Question

How to find the standard matrix for a rotation that has the same effect as the reflection H_(pi/3) followed by H_(pi/6) if they are standard matrices for the reflections of R^2 about lines through the origin making angles with positive x axis?

Answer 1

I used the form [cos2theta sin2theta; sin2thea -cos2theta]

Answer 2

and I thought you just need to sub in 60 and 30 degrees into it and then multiply them out?

Answer 3

That sounds correct. Im a little lost on your notation though.
What does
\[H_\theta\]
stand for?

Answer 4

i know its going to be something completely obvious lol >.<

Answer 5

It reflects a vector x about a line through the origin that makes an angle theta with the positive x axis

Answer 6

so standard matrix for reflection is denoted as H_theta in my text

Answer 7

ah, gotcha, alright let me think about this for one sec....

Answer 8

okay well I keep getting it wrong and I tried [cos 60 sin 60; sin 60 -cos60]*[cos 120 sin 120; sin 120 -cos120]

Answer 9

a book i have has the reflection matrix as:

2c^2 - 1 2cs
2cs 2s^2-1
Where c is cos, and s is sin.

Answer 10

Well in my book it states H_theta x = [cos 2theta sin 2theta; sin2theta -cos2theta][x;y]

Answer 11

what does the s stand for?

Answer 12

oh hahaha never just saw it

Answer 13

ima scan the section in my book, one sec.

Answer 14

Oh snap I got it

Answer 15

hm that's strange but yeah mine only works for things in R^2

Answer 16

thanks for your help regardless btw do you know much about elementary matrices?

Answer 17

what did you get as a final answer? im doing it with the formula in my book just to see how this works.

Answer 18

and yes i know a smidge about Elementary Matrices.

Answer 19

[0.5 sqrt(3)/2; -sqrt(3)/2 0.5]

Answer 20

Do you know how to find the product of elementary matrices like [0 -2; 4 0]? I can't seem to get them

Answer 21

would you row reduce and record each step

Answer 22

cool our fomulas both work

Answer 23

which each row operation, you create the elementary matrix that corresponds to it.

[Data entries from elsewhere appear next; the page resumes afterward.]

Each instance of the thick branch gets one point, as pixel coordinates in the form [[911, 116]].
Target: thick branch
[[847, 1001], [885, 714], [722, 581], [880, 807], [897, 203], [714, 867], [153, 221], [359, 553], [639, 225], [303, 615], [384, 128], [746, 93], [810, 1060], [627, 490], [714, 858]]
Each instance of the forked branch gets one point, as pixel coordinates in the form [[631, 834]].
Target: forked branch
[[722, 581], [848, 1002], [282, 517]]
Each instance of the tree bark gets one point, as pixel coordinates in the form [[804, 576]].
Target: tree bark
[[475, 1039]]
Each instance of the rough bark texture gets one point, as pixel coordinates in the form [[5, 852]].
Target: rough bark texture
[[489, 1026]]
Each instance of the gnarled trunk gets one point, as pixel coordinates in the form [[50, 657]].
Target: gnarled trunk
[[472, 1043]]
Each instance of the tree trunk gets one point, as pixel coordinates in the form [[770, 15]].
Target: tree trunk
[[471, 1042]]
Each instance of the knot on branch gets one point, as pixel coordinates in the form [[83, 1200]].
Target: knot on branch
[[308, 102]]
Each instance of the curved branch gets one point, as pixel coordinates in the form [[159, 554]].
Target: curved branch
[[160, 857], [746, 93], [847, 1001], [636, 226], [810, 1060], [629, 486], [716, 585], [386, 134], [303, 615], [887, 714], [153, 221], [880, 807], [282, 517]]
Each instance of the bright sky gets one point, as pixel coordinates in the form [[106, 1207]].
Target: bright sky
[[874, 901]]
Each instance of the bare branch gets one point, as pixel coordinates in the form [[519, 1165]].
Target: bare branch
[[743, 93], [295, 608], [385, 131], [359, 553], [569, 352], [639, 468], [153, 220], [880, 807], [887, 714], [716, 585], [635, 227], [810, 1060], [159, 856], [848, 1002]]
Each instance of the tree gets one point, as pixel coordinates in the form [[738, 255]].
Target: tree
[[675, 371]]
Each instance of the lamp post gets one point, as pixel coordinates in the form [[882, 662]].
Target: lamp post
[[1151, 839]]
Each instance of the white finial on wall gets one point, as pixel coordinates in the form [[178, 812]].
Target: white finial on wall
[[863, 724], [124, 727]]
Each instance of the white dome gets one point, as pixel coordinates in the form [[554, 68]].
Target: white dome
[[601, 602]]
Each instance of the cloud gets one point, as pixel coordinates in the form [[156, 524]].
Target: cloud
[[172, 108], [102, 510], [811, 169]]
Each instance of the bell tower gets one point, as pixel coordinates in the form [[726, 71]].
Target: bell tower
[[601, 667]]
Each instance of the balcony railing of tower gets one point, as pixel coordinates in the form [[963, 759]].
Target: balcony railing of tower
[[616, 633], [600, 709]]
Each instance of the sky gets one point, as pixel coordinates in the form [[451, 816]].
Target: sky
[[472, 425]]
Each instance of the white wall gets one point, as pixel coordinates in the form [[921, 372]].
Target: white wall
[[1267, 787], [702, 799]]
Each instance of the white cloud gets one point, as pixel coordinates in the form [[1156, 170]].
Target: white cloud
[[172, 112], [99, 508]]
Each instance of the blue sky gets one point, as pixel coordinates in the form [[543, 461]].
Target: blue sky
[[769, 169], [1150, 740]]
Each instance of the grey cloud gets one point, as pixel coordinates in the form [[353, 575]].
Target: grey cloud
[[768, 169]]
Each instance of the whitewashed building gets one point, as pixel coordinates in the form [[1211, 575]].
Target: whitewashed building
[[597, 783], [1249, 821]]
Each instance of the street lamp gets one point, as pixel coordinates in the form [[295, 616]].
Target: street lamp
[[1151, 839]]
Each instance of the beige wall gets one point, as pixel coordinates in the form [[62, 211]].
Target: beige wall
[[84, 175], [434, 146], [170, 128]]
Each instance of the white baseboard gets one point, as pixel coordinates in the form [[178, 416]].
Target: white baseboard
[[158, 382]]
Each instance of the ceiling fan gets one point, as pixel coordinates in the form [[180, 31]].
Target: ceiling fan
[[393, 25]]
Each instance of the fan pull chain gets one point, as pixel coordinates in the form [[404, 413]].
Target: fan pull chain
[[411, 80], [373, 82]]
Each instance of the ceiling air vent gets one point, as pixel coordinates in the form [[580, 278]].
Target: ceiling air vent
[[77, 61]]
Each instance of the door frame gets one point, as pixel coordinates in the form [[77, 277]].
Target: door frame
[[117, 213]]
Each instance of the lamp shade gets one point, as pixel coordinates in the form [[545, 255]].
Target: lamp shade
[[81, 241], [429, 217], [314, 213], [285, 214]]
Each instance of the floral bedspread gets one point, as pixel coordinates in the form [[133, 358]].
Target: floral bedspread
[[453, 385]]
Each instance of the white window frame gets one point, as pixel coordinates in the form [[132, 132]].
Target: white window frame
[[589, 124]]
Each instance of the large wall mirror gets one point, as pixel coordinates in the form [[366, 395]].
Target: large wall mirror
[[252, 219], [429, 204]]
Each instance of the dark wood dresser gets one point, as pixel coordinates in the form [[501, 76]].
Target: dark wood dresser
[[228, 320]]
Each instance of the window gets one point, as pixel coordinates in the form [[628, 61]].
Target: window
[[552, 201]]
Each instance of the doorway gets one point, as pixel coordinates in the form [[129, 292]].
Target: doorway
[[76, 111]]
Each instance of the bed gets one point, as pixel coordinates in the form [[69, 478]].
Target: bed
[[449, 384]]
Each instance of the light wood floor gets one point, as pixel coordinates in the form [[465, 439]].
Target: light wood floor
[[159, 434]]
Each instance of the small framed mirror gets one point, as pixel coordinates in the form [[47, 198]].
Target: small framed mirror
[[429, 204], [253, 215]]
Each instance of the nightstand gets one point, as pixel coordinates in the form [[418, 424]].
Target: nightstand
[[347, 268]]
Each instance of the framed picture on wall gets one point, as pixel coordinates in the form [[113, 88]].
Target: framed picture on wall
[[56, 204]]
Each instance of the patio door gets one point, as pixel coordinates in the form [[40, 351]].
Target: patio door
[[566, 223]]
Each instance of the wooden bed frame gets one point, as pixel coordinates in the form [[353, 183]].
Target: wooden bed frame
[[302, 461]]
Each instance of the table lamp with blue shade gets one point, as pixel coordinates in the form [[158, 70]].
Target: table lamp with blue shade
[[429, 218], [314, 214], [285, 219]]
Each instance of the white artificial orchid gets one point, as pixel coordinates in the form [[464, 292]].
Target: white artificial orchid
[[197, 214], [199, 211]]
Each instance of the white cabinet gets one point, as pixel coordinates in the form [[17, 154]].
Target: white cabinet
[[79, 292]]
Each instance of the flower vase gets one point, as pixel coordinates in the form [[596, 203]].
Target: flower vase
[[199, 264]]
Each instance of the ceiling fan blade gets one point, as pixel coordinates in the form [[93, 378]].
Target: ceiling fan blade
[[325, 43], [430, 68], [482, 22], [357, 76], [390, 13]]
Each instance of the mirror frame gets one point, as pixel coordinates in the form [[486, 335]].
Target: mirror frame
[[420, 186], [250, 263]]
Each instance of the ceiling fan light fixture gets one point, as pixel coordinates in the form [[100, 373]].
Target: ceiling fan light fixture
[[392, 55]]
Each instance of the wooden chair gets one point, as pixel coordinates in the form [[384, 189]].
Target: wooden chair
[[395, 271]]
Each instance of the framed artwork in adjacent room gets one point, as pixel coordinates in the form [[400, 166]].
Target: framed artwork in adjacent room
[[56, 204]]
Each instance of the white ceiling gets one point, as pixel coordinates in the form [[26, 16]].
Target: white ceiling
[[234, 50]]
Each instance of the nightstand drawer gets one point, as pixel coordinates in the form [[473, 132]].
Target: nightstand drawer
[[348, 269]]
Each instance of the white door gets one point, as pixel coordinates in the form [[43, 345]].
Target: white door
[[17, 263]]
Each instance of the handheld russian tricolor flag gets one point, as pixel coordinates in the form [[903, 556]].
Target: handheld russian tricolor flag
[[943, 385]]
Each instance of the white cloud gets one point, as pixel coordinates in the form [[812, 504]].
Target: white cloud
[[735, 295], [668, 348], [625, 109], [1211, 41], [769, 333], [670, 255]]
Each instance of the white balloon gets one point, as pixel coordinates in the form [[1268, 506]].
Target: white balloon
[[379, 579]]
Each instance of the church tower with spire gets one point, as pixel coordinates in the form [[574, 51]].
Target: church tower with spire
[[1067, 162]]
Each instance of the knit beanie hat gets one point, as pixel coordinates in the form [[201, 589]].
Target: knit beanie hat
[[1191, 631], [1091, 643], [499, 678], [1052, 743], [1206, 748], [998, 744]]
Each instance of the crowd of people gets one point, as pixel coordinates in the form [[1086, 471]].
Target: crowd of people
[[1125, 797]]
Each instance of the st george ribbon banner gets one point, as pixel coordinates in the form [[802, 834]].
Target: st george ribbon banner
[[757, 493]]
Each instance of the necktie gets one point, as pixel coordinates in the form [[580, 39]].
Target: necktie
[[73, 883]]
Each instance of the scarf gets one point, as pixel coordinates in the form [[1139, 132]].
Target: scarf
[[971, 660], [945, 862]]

The elem. matrix is like a record of what youve done. i dont know if there's a fast way to find the product of elem. matrices though. Do you have an example you would like to work out?

Answer 24

[0 -2; 4 0]

Answer 25

We are going to row reduce that right?

Answer 26

yeah I just got stuck when you had to switch the rows

Answer 27

so to swap rows, you would multiply that matrix (on the left) by:
0 1
1 0

Answer 28

actually okay I'm just lost in general actually can you do [3 4; 2 1]

Answer 29

[3 4; 1 2]** my bad

Answer 30

sure, i'll do it on paper though, one sec >.<

Answer 31

in that product notation in the last pic, it should be:
\[\prod_{i=1}^{4}E_{5-i}\]

Answer 32

what's that symbol??

Answer 33

See I'm so lost b/c how'd you know that the -1/2 for E_3 would go there if you -1/2R to the second row how'd you know it doesn't go to the bottom left spot

Answer 34

its like the summation, but product instead.
\[\prod_{i=1}^{4}E_{5-i} = E_{5-1}*E_{5-2}*E_{5-3}*E_{5-4} = E_4*E_3*E_2*E_1\]

Answer 35

If i had put it in the bottom left spot, it would effect the first row and not the second. If the bottom row of my elem matrix had been [-1/2, 1], thats me saying " i want negative 1/2 of the first row plus the second row"

Answer 36

i only want to divide the second row by 2, so the elementary matrix has to be:
1 0
0 -1/2
This is saying , "I dont want any of the first row, and multiply the second row by -1/2

Answer 37

oh okay so you'd put it with the row you're multiplying it with and the column you want it to be affected by?

Answer 38

yes. Theres a good lecture online if you want more info on it, let me see if i can find it...

Answer 39

http://ocw.mit.edu/courses/mathematics/18-06-linear-algebra-spring-2010/video-lectures/lecture-2-elimination-with-matrices/

Answer 40

skip to about 24:30

Answer 41

oh okay thanks for all your help!! wish I could give you more medals I'll check the link out

Answer 42

no prob :) it was an interesting problem!